Все это помогало человеку понять свое истинное состояние, особенно увидеть свои слабости и сильные стороны, о которых он, возможно, прежде не подозревал. Суфии стремились распознать скрытый грех, равно как пробудить скрытую любовь (к Богу), которые есть в каждом. Эту цель преследовали и наставники (пиры), и их ученики. Молодые суфии обычно познавали Путь посредством личных отношений со старшим суфием – пиром, наставником, служившим им примером и руководителем в духовном поиске; ученик должен быть всецело предан пиру и говорить ему обо всех страхах и надеждах, вышедших из подсознания. (Суфии уделяли большое внимание визуальному символизму фантазий и снов, но их понятия о толковании снов поражают нас безосновательностью или даже абсурдной наивностью.) Лишь позже возникла более индивидуальная дисциплина, опиравшаяся на аскезу и самоизучение.
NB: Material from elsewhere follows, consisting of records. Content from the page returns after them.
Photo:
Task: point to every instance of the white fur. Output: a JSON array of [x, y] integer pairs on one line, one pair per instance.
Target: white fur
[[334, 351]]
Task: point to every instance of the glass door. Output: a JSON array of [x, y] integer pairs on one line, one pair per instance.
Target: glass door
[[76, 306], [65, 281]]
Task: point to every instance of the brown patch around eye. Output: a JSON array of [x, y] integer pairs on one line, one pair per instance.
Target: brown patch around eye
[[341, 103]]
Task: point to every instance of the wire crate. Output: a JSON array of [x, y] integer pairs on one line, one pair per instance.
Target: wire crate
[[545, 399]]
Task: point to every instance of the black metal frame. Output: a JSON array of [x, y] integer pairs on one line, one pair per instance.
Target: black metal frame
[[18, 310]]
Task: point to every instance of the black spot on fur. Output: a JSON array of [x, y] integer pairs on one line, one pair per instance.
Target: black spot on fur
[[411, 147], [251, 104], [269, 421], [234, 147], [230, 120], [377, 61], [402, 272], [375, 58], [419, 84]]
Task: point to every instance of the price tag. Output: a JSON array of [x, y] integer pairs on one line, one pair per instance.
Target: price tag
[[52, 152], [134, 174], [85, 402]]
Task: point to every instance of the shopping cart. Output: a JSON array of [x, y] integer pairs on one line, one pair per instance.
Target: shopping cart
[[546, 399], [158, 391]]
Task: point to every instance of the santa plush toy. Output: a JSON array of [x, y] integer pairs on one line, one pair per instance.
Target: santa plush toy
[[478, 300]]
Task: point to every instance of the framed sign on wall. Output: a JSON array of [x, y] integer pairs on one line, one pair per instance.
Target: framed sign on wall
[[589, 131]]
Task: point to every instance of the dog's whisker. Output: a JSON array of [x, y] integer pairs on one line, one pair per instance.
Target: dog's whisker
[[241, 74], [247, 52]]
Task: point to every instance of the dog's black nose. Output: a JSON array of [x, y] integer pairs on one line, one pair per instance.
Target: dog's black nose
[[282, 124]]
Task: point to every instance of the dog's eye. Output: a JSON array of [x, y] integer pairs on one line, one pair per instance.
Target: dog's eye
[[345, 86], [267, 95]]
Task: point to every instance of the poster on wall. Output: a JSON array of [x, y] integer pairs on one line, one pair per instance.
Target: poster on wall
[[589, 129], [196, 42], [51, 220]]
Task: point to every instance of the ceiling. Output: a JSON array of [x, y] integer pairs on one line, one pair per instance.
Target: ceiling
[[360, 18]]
Суфийский анализ результатов их исканий был, таким образом, анализом содержания бессознательного в человеке. Одна из первых суфийских аксиом такова: тот, кто знает себя, знает Бога.
Однако суфийский анализ нельзя путать с несколькими видами более или менее схожего анализа, встречающегося в наши дни. Суфий не пытался предпринять общее научное исследование личности, хотя мог посчитать актуальными подобные попытки, предпринимаемые в его время. Затем, в отличие от современных романистов, он был озабочен преимущественно не сложной личностью отдельного человека, а универсальным человеческим потенциалом, для которого индивидуальные вариации были только помехой. Не думал суфий и о лечении душевнобольных, несмотря на аналогию с современной психотерапией со времен Фрейда. Элементарная терапия могла помочь человеку, которому подавляющие психику страхи мешали познавать себя, но моральная и эмоциональная дисциплина суфиев имела целью преимущественно развитие нормальной личности до аномальных уровней. Следовательно, назначение этого анализа – помощь в понимании психических состояний идущего по Пути, а также, кстати, в осмыслении места человека во вселенной. Отправной точкой, конечно, служил документ, посредством которого люди узнали о вызове, и ответом на который являлись все предпринимаемые усилия – Коран. Поэтому и сам анализ проводился методами, во многом опиравшимися на Коран.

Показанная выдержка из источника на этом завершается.